According to DBS, the larger OUE Commercial REIT will place it on the radar of wider pool of institutional investors and potentially result in greater broker coverage. The enlarged OUE Commercial REIT will also be able to take on larger scale opportunities. However, it may require some equity raising given its already high gearing ratio of 40 percent.
That said, if the manager delivers on its growth strategies and OUE Commercial REIT gains inclusion to various indexes, a virtuous positive cycle could result in a lower cost of capital over time. At the current share price of $0.530, OUE Commercial REIT has an indicative yield of 6.2 percent.
Netlink NBN Trust
Netlink Trust is amongst DBS’ top pick in the dividend category for its attractive yield. Compared to the large-cap industrial S-REITs, Netlink Trust stands out for its FY20F yield of around 5.7 percent. DBS believes that Netlink Trust is currently undervalued given that its distribution is largely independent of the economic cycle, its low gearing ratio to fund future growth and its longer asset life compared to the S-REITs.

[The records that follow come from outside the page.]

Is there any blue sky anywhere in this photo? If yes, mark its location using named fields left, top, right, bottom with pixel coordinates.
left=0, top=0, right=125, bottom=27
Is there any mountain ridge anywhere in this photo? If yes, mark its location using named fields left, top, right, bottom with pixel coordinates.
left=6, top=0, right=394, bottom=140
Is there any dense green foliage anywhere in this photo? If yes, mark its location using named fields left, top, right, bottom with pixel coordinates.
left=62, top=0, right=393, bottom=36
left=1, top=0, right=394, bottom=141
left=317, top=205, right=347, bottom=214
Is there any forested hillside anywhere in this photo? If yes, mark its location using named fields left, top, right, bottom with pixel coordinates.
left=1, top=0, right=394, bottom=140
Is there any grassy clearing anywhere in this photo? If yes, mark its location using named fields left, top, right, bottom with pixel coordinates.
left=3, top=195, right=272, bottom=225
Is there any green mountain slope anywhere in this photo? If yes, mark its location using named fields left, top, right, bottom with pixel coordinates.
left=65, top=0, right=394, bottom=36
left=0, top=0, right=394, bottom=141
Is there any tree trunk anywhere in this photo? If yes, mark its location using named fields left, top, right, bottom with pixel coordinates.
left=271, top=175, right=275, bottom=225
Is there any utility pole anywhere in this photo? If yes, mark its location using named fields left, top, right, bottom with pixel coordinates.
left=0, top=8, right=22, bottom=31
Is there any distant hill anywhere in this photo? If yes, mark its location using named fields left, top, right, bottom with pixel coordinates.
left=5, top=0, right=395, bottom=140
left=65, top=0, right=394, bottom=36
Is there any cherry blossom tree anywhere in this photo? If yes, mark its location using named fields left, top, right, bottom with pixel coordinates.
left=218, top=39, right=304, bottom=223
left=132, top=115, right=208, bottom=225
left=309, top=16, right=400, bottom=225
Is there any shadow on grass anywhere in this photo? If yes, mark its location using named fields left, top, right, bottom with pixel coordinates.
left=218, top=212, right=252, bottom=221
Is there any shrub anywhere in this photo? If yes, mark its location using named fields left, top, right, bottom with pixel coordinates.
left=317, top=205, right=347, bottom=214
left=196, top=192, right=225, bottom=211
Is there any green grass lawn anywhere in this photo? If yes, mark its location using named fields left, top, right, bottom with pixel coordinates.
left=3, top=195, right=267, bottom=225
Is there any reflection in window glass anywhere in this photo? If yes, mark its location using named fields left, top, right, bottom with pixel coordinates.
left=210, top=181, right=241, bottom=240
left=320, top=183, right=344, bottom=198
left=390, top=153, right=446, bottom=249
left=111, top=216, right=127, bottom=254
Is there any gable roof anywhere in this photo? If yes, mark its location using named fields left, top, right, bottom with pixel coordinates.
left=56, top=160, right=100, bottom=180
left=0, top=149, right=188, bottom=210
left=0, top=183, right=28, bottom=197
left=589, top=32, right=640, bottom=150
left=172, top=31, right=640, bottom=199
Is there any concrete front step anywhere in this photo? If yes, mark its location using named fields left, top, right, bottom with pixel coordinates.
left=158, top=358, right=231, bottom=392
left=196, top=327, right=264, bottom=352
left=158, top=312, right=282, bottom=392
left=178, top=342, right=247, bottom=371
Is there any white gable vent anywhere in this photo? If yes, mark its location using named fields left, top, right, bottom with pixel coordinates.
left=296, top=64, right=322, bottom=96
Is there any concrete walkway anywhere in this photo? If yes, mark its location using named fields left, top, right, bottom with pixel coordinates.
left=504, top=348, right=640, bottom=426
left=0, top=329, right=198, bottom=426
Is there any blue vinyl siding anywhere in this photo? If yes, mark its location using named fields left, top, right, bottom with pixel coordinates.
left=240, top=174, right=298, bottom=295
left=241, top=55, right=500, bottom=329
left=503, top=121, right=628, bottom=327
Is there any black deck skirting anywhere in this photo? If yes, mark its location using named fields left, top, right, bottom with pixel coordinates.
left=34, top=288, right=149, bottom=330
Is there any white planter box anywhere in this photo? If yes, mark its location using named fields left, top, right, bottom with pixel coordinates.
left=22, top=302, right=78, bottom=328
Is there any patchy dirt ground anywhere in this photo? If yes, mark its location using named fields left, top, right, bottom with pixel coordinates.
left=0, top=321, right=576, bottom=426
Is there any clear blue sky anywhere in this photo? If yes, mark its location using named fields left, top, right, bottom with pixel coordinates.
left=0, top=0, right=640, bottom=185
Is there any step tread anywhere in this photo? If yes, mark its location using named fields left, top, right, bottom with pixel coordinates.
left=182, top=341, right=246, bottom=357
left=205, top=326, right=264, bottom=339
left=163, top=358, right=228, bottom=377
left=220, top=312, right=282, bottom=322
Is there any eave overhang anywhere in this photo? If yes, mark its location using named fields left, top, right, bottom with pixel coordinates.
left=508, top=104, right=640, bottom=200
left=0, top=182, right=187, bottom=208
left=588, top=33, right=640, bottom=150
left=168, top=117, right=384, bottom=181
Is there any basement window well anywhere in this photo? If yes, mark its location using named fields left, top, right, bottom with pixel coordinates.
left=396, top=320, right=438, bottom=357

As interest rates outlook remains flattish and the market continues to search for high yields, DBS thinks that Netlink Trust will shine into prominence. DBS notes that rising cost of capital will help Netlink Trust bring about higher regulated returns and translate into higher distributions for unitholders. Moving forward, if Netlink Trust uses its debt headroom to invest in Smart Nation initiatives, it could catalyse the share price of Netlink Trust in the near future.